You can’t win ‘em all

All good things come to an end, and the Gophers’ undefeated season was no different. Minnesota took their 9-0 record into Kinnick Stadium in Iowa City, where the Gophers haven’t won since 1999, and found themselves facing a 20-3 deficit in the second quarter. The Gophers managed to stage a spirited rally from there, outscoring the Hawkeyes 16-3 from that point forward, but they came up short in the end, unfortunately.

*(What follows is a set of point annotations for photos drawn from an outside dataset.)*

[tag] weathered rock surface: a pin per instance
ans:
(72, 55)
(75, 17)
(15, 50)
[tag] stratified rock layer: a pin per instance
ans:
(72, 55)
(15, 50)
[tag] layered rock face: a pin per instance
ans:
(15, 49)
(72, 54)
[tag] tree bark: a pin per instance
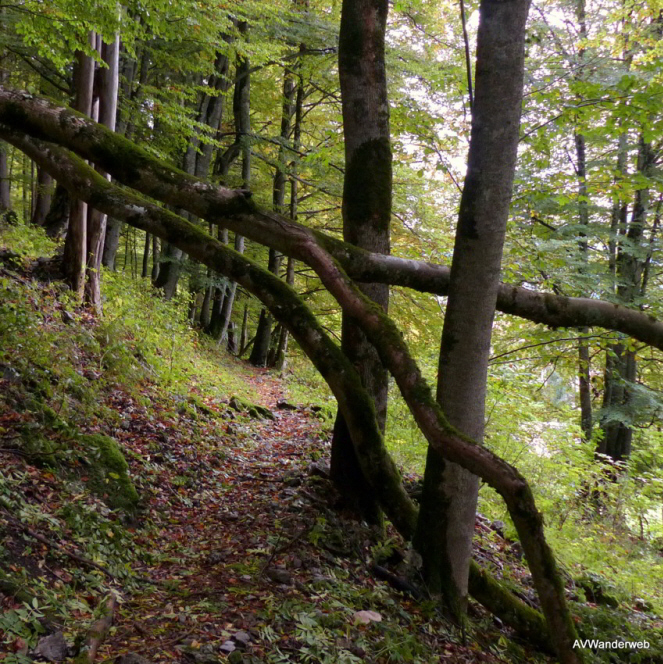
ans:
(96, 231)
(234, 210)
(448, 505)
(366, 216)
(358, 409)
(260, 353)
(43, 196)
(621, 365)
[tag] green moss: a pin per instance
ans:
(109, 472)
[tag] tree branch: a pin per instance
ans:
(233, 209)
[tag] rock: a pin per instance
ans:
(227, 647)
(131, 658)
(279, 576)
(52, 647)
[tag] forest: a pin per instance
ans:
(329, 331)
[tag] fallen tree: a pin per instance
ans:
(353, 400)
(233, 209)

Minnesota was able to bounce back the following week at Northwestern, defeating the reigning Big Ten West champs with a 38-22 victory in Evanston. It marked their seventh Big Ten victory of the season, which is a single-season program record, and broke Gophers’ scoring drought at Ryan Field. The Gophers reached 10 wins for the second time in the last 110 years and for the first time since 2003, when they needed a bowl game to notch their tenth victory.

College GameDay comes to campus

For the first time in program history, the University of Minnesota campus played host to College GameDay, who could not resist the opportunity to spend Rivalry Week in the Twin Cities for the de facto Big Ten Championship play-in game between the Gophers and the Badgers. The game itself did not go as planned — Wisconsin used a dominant second half to pull away from Minnesota and re-claim Paul Bunyan’s Axe, punching their ticket to Indianapolis — but the spotlight of College GameDay brought national exposure to the program that will pay dividends for years to come.

Tyler Johnson’s MVP performance

Having lost two of their last three games to end the regular season, expectations were low for the Gophers heading into the Outback Bowl, especially against an Auburn team that upset Alabama in the Iron Bowl. But Minnesota came ready to play and rode a record-breaking performance from Tyler Johnson to an impressive 31-24 victory over the Tigers. You could not have written a more perfect ending for Johnson, who was named Outback Bowl MVP after recording 12 receptions, 204 receiving yards, and two touchdowns.

His first touchdown was a ridiculous catch in the back of the end zone to give the Gophers the lead before halftime. That touchdown catch also placed Johnson atop the program leaderboard for career receiving touchdowns. Earlier in the game, Johnson broke the program record for career receiving yards. His second touchdown was a game-winning 73-yard reception that saw Johnson leave Auburn safety Smoke Monday in his dust.

What was your favorite moment from the Gophers’ 2019 season?